La campagne d’Artois, 19 septembre 1920. Archives départementales du Pas-de-Calais, PF 118/1.

Cette émouvante cérémonie rassemble des personnalités locales venues rendre un dernier hommage à leur pair : Henri Bachelet, conseiller général du canton de Croisilles, Auguste Duquesne, ancien maire de Chérisy et vice-président de la chambre de commerce d’Arras, Georges Boisieux, maire de Mory et conseiller d’arrondissement, Hector Candelier, maire de Bucquoy et Paul Pirckher, maire intérimaire de Wancourt et ami du défunt, sous le patronage de Mgr Julien, évêque d’Arras.

Henri Boisleux est fait chevalier de la Légion d'honneur à titre posthume par décret du 9 avril 1921 sur rapport du ministre de l'Intérieur.

La cérémonie de Wancourt

La cérémonie de Wancourt a revêtu un caractère particulièrement émouvant. Chacun des assistants avait en effet présent à la mémoire le rude calvaire de M. Henri Boisleux, de cet homme de bien qu’entourait la sympathie de tous et dont la mort tragique a soulevé, surtout dans nos régions, une indignation difficile à décrire.
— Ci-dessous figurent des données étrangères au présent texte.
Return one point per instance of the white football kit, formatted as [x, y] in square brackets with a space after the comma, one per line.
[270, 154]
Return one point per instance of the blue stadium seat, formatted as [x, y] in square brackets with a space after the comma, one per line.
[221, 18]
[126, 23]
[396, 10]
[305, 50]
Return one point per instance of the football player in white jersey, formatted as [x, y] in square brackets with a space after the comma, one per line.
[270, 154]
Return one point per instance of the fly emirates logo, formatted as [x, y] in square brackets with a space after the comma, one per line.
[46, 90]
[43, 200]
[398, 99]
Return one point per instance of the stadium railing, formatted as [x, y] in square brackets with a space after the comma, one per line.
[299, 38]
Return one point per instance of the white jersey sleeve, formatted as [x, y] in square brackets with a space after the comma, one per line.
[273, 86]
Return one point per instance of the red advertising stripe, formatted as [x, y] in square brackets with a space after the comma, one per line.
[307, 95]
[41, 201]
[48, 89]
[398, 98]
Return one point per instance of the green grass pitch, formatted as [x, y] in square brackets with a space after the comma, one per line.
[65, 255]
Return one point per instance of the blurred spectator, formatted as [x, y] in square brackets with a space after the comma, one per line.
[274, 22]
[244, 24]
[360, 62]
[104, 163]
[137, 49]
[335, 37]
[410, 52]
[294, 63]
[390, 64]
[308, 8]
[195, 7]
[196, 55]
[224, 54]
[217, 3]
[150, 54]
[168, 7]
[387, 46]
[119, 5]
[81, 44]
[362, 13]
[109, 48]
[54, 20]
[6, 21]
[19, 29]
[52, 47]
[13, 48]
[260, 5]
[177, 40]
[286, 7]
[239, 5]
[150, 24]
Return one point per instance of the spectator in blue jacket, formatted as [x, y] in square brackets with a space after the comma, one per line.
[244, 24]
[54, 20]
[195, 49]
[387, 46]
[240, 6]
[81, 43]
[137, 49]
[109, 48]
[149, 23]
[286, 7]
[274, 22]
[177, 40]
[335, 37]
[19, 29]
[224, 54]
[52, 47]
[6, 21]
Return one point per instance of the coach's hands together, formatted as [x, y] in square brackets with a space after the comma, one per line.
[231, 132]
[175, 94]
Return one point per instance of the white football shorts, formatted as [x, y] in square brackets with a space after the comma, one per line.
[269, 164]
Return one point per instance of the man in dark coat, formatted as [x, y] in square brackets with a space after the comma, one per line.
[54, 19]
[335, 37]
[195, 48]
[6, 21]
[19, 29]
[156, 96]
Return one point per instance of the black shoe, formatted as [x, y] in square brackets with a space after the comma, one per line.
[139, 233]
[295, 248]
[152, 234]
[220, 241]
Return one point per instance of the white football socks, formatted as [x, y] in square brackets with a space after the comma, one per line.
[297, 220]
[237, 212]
C’est M. Boisleux fils, maire de Wancourt, qui reçoit les autorités et les conduit au cimetière où une estrade a été dressée face au caveau de la famille. A 2 heures et demie la cérémonie commence : l’office des morts est récité par le clergé au pied d’un autel dressé contre la croix du calvaire. M. l’abbé Duriez, curé de la paroisse, retrace la vie magnifiquement remplie de M. Boisleux ; il fait un tableau poignant de l’enterrement du 2 novembre 1915, à 5 heures du matin ; quatre hommes portant une civière ; sur cette civière un cercueil de bois blanc obtenu à grand’ peine ; point de drap mortuaire, point de flambeau, point de glas funèbre, pas même de prêtre pour réciter les suprêmes prières ; M. Boisleux fut conduit à se dernière demeure comme le plus pauvre d’entre les pauvres. Mgr Julien, avant de donner l’absoute, déclare que ce n’est pas en vain que le sang des victimes a coulé, car la victoire est venue, et les martyrs civils qui sont tombés sans témoins et sans gloire ont certainement compté dans la balance de la Providence.
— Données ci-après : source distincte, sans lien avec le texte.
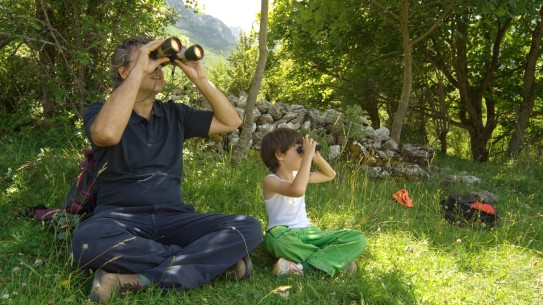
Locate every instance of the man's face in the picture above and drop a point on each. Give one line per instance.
(152, 82)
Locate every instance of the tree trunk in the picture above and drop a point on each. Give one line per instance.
(407, 74)
(526, 107)
(248, 118)
(47, 56)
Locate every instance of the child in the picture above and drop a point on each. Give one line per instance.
(298, 245)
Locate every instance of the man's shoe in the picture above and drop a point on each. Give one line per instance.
(241, 270)
(105, 284)
(284, 267)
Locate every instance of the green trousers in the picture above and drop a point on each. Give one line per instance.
(329, 251)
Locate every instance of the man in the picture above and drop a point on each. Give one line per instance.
(141, 232)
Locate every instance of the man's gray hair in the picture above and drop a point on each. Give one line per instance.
(121, 57)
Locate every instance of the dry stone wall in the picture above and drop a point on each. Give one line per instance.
(352, 139)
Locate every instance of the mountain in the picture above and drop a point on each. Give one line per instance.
(205, 30)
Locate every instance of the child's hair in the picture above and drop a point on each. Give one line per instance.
(280, 139)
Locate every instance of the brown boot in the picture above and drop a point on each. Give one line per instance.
(106, 284)
(241, 270)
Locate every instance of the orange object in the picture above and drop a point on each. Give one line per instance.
(402, 196)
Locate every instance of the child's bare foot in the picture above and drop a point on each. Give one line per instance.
(105, 284)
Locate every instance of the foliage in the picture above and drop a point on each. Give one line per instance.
(413, 257)
(68, 47)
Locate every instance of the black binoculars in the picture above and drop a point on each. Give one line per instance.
(300, 149)
(173, 49)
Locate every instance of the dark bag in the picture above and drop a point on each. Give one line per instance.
(80, 200)
(468, 209)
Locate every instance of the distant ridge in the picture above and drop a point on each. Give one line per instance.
(206, 30)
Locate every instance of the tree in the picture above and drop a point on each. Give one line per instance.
(248, 118)
(529, 85)
(407, 45)
(69, 43)
(476, 53)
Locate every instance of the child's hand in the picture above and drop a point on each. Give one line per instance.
(310, 146)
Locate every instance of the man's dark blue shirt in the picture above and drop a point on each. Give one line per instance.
(146, 166)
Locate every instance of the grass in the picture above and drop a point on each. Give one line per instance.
(413, 256)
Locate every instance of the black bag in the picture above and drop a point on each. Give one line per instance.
(464, 209)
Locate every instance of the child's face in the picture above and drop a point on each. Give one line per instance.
(292, 159)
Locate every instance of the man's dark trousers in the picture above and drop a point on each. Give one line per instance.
(172, 246)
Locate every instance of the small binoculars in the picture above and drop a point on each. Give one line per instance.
(300, 149)
(173, 49)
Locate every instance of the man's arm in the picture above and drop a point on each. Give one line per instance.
(225, 117)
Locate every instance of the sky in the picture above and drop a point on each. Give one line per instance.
(239, 13)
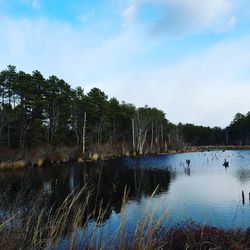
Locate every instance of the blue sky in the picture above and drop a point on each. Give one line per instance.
(190, 58)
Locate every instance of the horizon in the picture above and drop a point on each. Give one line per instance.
(188, 58)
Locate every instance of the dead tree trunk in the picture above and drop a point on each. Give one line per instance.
(133, 134)
(83, 133)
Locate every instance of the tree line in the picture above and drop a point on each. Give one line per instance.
(36, 111)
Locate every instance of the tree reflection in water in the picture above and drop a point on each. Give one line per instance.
(106, 181)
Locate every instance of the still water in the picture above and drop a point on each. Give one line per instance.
(209, 193)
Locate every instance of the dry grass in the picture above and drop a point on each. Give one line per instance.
(59, 228)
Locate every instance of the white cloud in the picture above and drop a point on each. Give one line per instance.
(78, 55)
(208, 88)
(184, 16)
(36, 4)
M. Bachelet, sénateur, conseiller général ; M. Duquesne, ancien maire de Chérisy ; M. Gerbore, président du conseil de préfecture, rendent un éclatant hommage à la mémoire de l’ancien maire de Wancourt. La loyauté de M. Boisleux a su lui attirer l’estime même de ses anciens adversaires politiques avec qui, du reste, il entretint toujours d’excellents rapports.

On devine l’émotion profonde de M. Boisleux fils en remerciant les promoteurs de cette manifestation toute de sympathie. L’émotion du fils était vraiment partagée par tous et c’est justice : un pareil souvenir est de ceux qui ne doivent jamais nous trouver insensible et que nous devons garder pieusement.

Le Beffroi d’Arras, 14 novembre 1920. Extrait publié sur la page dédiée à Wancourt du site Mémoire de pierres.